In some electronics systems, for example, data centers incorporating
equipment racks and coolers, solid surfaces such as the sides of racks
and coolers, walls, etc. pose an obstruction to airflow but do not
directly take part in heat transfer. Generally, no heat flows into or out
of solid surfaces except at a flow boundary (for example a rack exhaust
or cooler return). To provide accurate predictions of solid-object
temperatures, it may be desired that the "conjugate" heat transfer
problem be solved. The "conjugate" heat transfer analysis is the
simultaneous prediction of the coupled fluid and solid temperatures and
involves heat transfer across a solid-fluid interface. The prediction of
solid temperatures may also be called a "conduction analysis" because
conduction is the only mode of heat transfer at play inside a solid. This
is routinely done in full Computational Fluid Dynamics (CFD) methods for
applications such as predicting the temperatures of important components
(for example, the "junction" temperature inside a CPU). Computational
methods in accordance with embodiments of the present invention employing
PFM may provide similar predictions as a full CFD analysis but with
significantly fewer calculations.
[0064] At least some aspects and embodiments of the present invention
extend the PFM approach to handle conjugate heat transfer where the
primary application is electronics cooling. However, aspects and
embodiments of the present invention may apply to many systems in which
fluid and solid temperatures must be computed simultaneously. Other
notable applications include data centers, consumer electronics, general
commercial and public buildings, and industrial applications where the
fluid involved may be air, water, or any other liquid or gas.
Conjugate PFM (CPFM)
[0065] The combined PFM and solid conduction heat transfer will be
referred to herein as "Conjugate PFM (CPFM)." For steady-state
applications, the fluid flow may only need to be determined once;
however, for transient analysis, the fluid flow pattern may be determined
as many times as needed, for example, following a fan failure or a fan
speed change. In some embodiments a new fluid flow pattern is only
determined once following a transient event. The same new fluid flow
pattern may be used in temperature calculations for a number of time
periods following the transient event. Determining the fluid flow
patterns using a PFM analysis will not be reviewed here as this has been
well described in, for example, the '605 application. However, it is
noted that in electronics-cooling and other applications, the flow rate
through fans often depends strongly on the environment in which the fans
are placed. In this case, pressures in addition to velocities may be
computed so that the fan flow rate can be determined based on
manufacturer-supplied data. This would be similar to determining the
airflow through perforated tiles as described in the '832 application.

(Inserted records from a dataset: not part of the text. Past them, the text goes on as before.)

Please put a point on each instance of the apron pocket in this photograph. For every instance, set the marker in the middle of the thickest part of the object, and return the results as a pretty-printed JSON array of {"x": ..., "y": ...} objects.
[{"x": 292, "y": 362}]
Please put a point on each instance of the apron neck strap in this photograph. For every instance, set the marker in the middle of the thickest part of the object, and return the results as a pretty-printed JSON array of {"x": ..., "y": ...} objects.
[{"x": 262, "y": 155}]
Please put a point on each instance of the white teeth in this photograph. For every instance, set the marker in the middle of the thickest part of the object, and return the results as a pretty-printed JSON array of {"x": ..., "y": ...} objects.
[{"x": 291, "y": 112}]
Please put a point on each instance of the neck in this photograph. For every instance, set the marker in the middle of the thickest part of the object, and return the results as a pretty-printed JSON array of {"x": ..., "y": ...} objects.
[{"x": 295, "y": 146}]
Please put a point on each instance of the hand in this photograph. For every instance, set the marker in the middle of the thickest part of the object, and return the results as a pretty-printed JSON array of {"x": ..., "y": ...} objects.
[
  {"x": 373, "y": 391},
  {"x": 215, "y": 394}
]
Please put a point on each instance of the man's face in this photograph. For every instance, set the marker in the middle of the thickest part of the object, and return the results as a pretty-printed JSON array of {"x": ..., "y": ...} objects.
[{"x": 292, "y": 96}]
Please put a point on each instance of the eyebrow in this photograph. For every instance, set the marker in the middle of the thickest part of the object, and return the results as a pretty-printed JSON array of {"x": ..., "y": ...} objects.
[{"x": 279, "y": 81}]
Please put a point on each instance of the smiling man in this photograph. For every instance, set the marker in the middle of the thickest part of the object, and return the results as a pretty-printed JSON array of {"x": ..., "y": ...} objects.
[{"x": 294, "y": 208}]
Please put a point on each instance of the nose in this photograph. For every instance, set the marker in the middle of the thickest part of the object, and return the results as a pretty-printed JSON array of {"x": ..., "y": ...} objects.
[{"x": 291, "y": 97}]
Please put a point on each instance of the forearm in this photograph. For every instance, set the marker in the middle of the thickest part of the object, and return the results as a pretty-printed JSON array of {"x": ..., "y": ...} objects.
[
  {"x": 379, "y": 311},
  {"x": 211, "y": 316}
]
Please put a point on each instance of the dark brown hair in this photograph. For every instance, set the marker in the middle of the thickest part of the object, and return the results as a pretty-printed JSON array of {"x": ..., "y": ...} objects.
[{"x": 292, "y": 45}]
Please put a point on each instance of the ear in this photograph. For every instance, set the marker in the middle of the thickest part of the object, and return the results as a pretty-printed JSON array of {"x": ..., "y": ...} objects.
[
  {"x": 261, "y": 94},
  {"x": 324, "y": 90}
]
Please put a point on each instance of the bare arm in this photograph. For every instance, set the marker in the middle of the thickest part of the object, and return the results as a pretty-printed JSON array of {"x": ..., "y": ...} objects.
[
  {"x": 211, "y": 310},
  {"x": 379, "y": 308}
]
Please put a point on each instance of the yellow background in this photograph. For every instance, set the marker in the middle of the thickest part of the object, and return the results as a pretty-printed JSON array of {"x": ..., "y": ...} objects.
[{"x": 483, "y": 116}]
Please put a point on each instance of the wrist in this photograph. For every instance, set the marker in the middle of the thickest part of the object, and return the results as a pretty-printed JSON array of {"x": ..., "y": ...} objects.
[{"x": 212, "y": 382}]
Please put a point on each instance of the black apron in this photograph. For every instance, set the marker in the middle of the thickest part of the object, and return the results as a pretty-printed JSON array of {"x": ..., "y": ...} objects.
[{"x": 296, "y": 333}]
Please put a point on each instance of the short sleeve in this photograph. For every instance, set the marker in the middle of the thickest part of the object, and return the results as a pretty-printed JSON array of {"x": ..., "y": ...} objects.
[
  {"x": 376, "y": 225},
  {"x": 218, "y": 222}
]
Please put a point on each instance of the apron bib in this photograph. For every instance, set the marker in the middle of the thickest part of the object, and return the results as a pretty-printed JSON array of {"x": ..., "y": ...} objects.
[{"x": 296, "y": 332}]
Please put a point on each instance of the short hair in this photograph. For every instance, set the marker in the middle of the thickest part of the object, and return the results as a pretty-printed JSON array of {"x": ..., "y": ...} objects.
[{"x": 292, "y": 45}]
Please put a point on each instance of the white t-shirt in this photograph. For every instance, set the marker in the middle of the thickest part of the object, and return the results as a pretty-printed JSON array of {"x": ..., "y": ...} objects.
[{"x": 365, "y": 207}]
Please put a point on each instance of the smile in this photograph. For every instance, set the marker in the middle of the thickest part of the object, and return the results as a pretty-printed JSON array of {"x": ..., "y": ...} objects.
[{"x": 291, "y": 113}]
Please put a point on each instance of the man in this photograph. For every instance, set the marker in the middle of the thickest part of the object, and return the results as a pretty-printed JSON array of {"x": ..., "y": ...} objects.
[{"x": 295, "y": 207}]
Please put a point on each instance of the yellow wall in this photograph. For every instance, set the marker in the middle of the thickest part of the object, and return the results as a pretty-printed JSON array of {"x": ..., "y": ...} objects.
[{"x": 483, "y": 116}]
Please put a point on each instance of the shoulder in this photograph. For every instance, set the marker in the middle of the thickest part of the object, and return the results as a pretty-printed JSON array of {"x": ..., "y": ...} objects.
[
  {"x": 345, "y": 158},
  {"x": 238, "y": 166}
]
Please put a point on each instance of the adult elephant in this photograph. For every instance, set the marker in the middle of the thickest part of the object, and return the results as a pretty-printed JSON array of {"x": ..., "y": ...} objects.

[0066] In PFM, the fluid flow is idealized as irrotational. This
idealization places some limitations on the ability of PFM to predict
complex recirculation zones, jets, and other flow features. Additionally,
buoyancy forces are not typically included in PFM predictions.
Consequently, CPFM will be more accurate the smaller buoyancy forces are
relative to momentum forces, for example, in air flows driven by fans. In
return for the loss of some fidelity to the real physics, PFM is vastly
simpler and more reliable than CFD (i.e., it essentially always converges
to an answer) and solution times are typically a few seconds compared to
minutes to hours for CFD. For many applications the reduction of accuracy
relative to CFD may be minimal and other cases it may be modest but
justifiable because, for example, only reasonable estimates are required
at an early design stage or precise input data is unobtainable so that
the additional theoretical solution accuracy of CFD would not be realized
in practice.
Steady-State Applications
[0067] With CPFM, the volume to be modeled is divided up into grid cells
as done with PFM, but with CPFM, a computational grid is defined within
the solids as well as within the fluid. In various aspects, the grid
cells may be either one-dimensional, two-dimensional, or three
dimensional. In further aspects, solid objects may be represented as one
dimensional thermal networks rather than with multi-dimensional cells. In
some embodiments only the interface between a solid object and a fluid,
such as air, is taken into account, and calculations are not performed
for temperatures or heat flow within the solid object. FIG. 3 shows
general fluid and solid grid cells on either side of a fluid-solid
interface. The subscripts "N," "S," "E," and "W" in the cell labels in
this figure refer to cells to the north, south, east, and west,
respectfully of a cell of interest with a subscript "i." The superscripts
"f" and "s" in the cell labels in this figure indicate whether the cell
is part of a fluid (for example, air) or a solid, respectfully. The black
arrows represent the assumed direction of heat flow across cell faces and
also the direction of fluid flow for the fluid cells. For simplicity and
clarity of the analysis which follows, grid cells are assumed to be
perfectly cuboidal with all sides of length .DELTA.x and equations are
developed only for the 2D case. In some embodiments, the method can
easily be extended to include non-uniform grid cells, unstructured grids,
and 3D scenarios. In the examples which follow, airflow velocities are
assumed to be known from a PFM analysis.
[0068] A steady-state energy balance on the fluid grid cell yields an
equation for the temperature of fluid cell:
T i f = ( 1 1 + h V W .rho. f c p f ) T W
f + ( 1 1 + V W .rho. f c p f h ) T i s
( 1 ) ##EQU00001##
[0069] Where T.sub.i.sup.f is the temperature of fluid cell i,
T.sub.w.sup.f is the temperature of the fluid cell to the west of fluid
cell i, T.sub.i.sup.s is the temperature of solid cell i, V.sub.N,
V.sub.E, and V.sub.W are the known flow velocities across cell boundaries
to the North, East, and West respectively, h is the heat transfer
coefficient, .rho..sup.f is the density of the fluid, and c.sub.p.sup.f
is the specific heat of the fluid. Equation (1) has also been simplified
to reflect the fact that, for this simple example,
V.sub.N+V.sub.E=V.sub.W. The heat transfer coefficient h is defined by
Newton's Law of Cooling:
q'''=h(T.sup.s-T.sup.f) (2)
where q''' is the heat transfer per unit area (for example, in W/m.sup.2)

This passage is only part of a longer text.